Online Original: Javier Solana/Spain: Europe's First Foreign Minister?

For Javier Solana, the big shakeup came a decade before the fall of the Berlin Wall. "Personally, the return of democracy in Spain was much more important in changing my ideas," says the 57-year old Solana. Growing up in Madrid, he joined the clandestine Socialist Party and hated the U.S. and NATO for supporting dictator Francisco Franco. But after Franco died in 1975, Solana realized that joining the Atlantic Alliance could help integrate Spain into the family of Western democracies. As Spain's Minister of Culture, he lobbied for entry -- and ended up as NATO's Secretary General in 1995.

Now, after leading NATO expansion into Eastern Europe and its 78-day air campaign in Kosovo, Solana has moved across town in Brussels to become what many are calling Europe's first Foreign Minister. Ever since the collapse of the Wall, he has felt strongly that West Europeans should push to extend freedom and stability across the Continent. In his new role, his top priority is to restructure the Balkans and improve relations with Russia.

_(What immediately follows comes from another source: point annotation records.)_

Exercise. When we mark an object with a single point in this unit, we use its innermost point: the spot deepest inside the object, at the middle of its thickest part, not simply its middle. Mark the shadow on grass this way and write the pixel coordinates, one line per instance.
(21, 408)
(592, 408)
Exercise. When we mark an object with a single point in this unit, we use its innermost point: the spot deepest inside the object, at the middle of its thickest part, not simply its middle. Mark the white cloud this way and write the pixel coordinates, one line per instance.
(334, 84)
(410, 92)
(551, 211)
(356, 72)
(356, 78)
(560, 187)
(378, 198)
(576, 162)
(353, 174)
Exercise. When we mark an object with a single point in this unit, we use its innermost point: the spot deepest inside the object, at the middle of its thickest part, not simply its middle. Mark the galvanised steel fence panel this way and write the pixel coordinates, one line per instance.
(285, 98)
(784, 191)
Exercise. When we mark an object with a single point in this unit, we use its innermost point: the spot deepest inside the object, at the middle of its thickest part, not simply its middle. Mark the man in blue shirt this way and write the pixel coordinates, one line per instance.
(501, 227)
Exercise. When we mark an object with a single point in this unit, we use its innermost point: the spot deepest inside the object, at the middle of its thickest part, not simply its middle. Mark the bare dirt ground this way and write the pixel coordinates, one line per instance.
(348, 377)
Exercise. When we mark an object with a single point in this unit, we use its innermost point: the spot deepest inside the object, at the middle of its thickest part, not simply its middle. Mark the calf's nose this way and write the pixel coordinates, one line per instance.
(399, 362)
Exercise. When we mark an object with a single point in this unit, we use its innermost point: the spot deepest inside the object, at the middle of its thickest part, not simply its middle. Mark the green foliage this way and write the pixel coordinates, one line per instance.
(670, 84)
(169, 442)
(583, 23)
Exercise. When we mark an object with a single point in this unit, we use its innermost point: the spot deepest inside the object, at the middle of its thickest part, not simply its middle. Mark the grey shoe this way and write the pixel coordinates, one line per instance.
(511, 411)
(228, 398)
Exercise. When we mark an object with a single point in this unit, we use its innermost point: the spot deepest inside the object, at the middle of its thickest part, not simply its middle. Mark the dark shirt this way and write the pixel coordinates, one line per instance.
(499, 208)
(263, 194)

When communism collapsed, Solana was serving as Spain's Education & Science Minister. In September, 1989, he visited Poland and spoke with President Wojciech Jaruzleski. "He told me he was going to see Gorbachev the following week in Germany, and he didn't know how things would end up," Solana recalls. During that memorable visit to Berlin, the Soviet leader gave East German President Erich Honecker his much-remembered "kiss of death," telling Honecker that he must accept glasnost and perestroika. "I knew everything was over then," Solana says. "Just the speed surprised me."

The smooth-talking Spaniard, equally comfortable in English, French, and his mother tongue, is no military expert. With a PhD in physics, he was a physics professor at Madrid's Complutense University before entering politics.

As Secretary General, Solana pushed for NATO to accept Poland, Hungary, and the Czech Republic. He traveled often to Moscow, winning Russia's acceptance of NATO expansion. He helped work out the present plan to rebuild Kosovo and is keen to have Russia participate. "Our strategy is set," he says. "We just have to carry it out." But critics say stabilizing the chaotic Balkans and Russia may be beyond the power of any West European.

Solana's relationship with Washington may be just as trying. He wants Europe to become more responsible for its own defense by trimming down its large draft armies into more effective, mobile fighting forces. "The Americans want Europe to act with more maturity," he insists. But analysts in Washington question whether the U.S. really wants a truly independent European military since it could diminish U.S. leverage on the Continent.

After his stellar performance at NATO, Solana is trusted by the Americans. But will he have the final say in his new position? His title is the cumbersome High Representative for Common Foreign & Security Policy. In theory, that makes him the head of a future European Foreign Ministry. But lines of authority are blurry in Brussels. Still, Solana has already proved himeslf a master bureaucratic tactician. In Kosovo, he combined some good luck and talent to hold together NATO's 19 fractious members. He'll need a lot more of both to get Europe to speak with one voice on issues as sensitive as Russia and the Balkans.